Hurricane Wilma became the fiercest Atlantic hurricane ever seen as it churned toward western Cuba and Mexico's Yucatan peninsula yesterday, and threatened densely populated Florida after having already killed 10 people in Haiti.
The season's record-tying 21st storm, fuelled by the warm waters of the northwest Caribbean Sea, intensified with unexpected and unprecedented speed into a Category 5 hurricane, the top rank on the five-step scale of hurricane intensity.
A US Air Force reconnaissance plane measured maximum sustained winds of 280 kph, with higher gusts, the US National Hurricane Centre said.

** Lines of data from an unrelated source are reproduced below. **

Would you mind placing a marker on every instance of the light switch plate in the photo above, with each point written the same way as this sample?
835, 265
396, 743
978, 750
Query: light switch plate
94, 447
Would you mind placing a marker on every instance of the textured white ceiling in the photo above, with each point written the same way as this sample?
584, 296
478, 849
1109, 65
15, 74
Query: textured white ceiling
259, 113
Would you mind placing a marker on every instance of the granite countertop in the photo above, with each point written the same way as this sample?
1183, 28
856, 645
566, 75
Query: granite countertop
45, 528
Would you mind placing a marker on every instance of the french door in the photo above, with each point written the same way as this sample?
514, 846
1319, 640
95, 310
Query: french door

The plane also recorded a minimum pressure of 882 millibars, the lowest value ever observed in the Atlantic basin. The previous record was for Hurricane Gilbert at 888 millibars, which hit Mexico in 1988. That meant Wilma was stronger than any storm on record, including both Katrina, which devastated New Orleans in late August, and Rita, which hit the Texas-Louisiana coast last month.

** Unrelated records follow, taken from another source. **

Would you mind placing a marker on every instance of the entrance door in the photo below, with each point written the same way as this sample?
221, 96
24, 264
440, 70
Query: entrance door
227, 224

"People need to be prepared. Get ready for this," said Police Chief Bill Mauldin of Key West, a vulnerable city at the tip of the low-lying Florida Keys island chain.
Authorities in the Keys told tourists to start leaving yesterday. The islands' 80,000 residents would be told to evacuate today, they said.
Storm warnings were in force for Honduras in Central America, where more than 1,000 people died this month after Hurricane Stan triggered mudslides that buried entire villages. Warnings were also in force for the Yucatan, Cuba, Belize and the Cayman Islands.
Wilma's rains have already killed up to 10 people in mudslides in deforested and impoverished Haiti, civil protection officials said.
The storm, which boasted an unusually tight eye of just 3.7 to 7.4 kilometres, was expected to bring rainfall of up to 64 centimetres to mountainous parts of Cuba, and up to 38 centimetres to Jamaica and the Cayman Islands, a wealthy British colony south of Cuba. Honduras and Mexico could expect up to 30 centimetres of rain, the hurricane centre said.
By 11 a.m. EDT (1500 GMT), the hurricane was about 520 kilometres southeast of Cozumel, Mexico.
Wilma was the 21st storm of the Atlantic hurricane season, tying a record set in 1933. It was also the 12th hurricane and tied the record for most hurricanes in a season set in 1969.
The season still has six weeks left to run but has already spawned three of the most intense hurricanes on record - Katrina, Rita and now Wilma. Hurricane experts say the Atlantic has swung back into a period of heightened storm activity that could last another 20 years. Climatologists also fear global warming could be making the storms more intense.
Wilma was moving west-northwest at 11 kph. A turn toward the northwest was expected in the next 24 hours. Once in the south-eastern Gulf of Mexico, Wilma was expected to make a sharp turn to the northeast, toward Florida.
The storm was not expected to threaten New Orleans or Mississippi, where Hurricane Katrina killed more than 1,200 people and caused more than $30 billion in insured damage.
It was also expected to miss oil and gas facilities in the Gulf of Mexico still reeling from Katrina and Rita.